Dismantling KillDisk: reverse of the BlackEnergy destructive component

Let us skip the long introduction on BlackEnergy threat and go straight to studying the malware component called “ololo.exe” also known to the public as KillDisk. KillDisk is a module of BlackEnergy framework aimed at data destruction and creating havoc / distraction during the APT operations.

https://www.virustotal.com/en/file/11b7b8a7965b52ebb213b023b6772dd2c76c66893fc96a18a9a33c8cf125af80/analysis/

The main tools used in our analysis today are Process Monitor that is a part of SysInternals utilities by Mark Russinovich and IDA Pro Disassembler. All manipulations will be performed in virtual environment based on Windows XP operating system. We start with making a quick initial setup of test VM, power on the machine and create a snapshot called “Before infection”. Let us begin!

In order to keep track of all events related to our subject of study we launch Process Monitor and make sure it stays visible:

And that it tracks the needed process:

Next, we load the virus into IDA Pro Disassembler and see the following picture.

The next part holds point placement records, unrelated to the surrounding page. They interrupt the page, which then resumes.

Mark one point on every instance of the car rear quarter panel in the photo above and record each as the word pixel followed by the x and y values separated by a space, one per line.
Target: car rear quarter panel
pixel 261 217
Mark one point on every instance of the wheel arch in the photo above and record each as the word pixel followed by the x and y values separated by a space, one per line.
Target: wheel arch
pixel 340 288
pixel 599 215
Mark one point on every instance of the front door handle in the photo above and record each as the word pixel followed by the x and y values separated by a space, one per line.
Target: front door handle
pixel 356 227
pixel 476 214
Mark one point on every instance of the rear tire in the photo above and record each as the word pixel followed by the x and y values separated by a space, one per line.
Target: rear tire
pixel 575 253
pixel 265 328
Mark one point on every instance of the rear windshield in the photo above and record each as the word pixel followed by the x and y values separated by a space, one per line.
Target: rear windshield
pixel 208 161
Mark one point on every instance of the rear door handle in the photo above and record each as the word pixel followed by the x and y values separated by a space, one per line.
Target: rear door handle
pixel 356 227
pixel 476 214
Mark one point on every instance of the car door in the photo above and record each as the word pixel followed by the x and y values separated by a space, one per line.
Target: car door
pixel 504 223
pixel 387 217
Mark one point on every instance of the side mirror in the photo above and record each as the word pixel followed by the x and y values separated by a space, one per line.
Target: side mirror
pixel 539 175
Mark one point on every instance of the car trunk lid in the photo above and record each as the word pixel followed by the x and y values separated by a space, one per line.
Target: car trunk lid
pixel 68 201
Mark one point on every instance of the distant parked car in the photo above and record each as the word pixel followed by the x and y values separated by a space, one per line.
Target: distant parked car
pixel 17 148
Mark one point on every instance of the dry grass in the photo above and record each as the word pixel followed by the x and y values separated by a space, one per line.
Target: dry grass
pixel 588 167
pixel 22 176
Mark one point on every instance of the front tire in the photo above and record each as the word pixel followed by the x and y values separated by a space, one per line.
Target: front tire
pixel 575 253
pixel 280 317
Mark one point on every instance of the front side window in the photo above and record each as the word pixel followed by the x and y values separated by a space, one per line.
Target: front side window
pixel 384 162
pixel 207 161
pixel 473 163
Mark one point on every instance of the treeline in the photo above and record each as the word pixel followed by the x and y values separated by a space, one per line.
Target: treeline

This is the WinMain function, i.e. the main function so we begin its analysis and see that the first (and only) thing it does will be procedure call named sub_40E070:

So let us head straight to that procedure. Here we can find procedures responsible for extraction of file extensions into memory and the first procedure right after them that calls an interesting thingy called sub_40E080:

Let us take a closer look at its contents:

Its insides contain one interesting system call CreateFile and couple procedures sub_40C390 and sub_40C400. So it is about time to take a snapshot of our virtual lab and continue our journey!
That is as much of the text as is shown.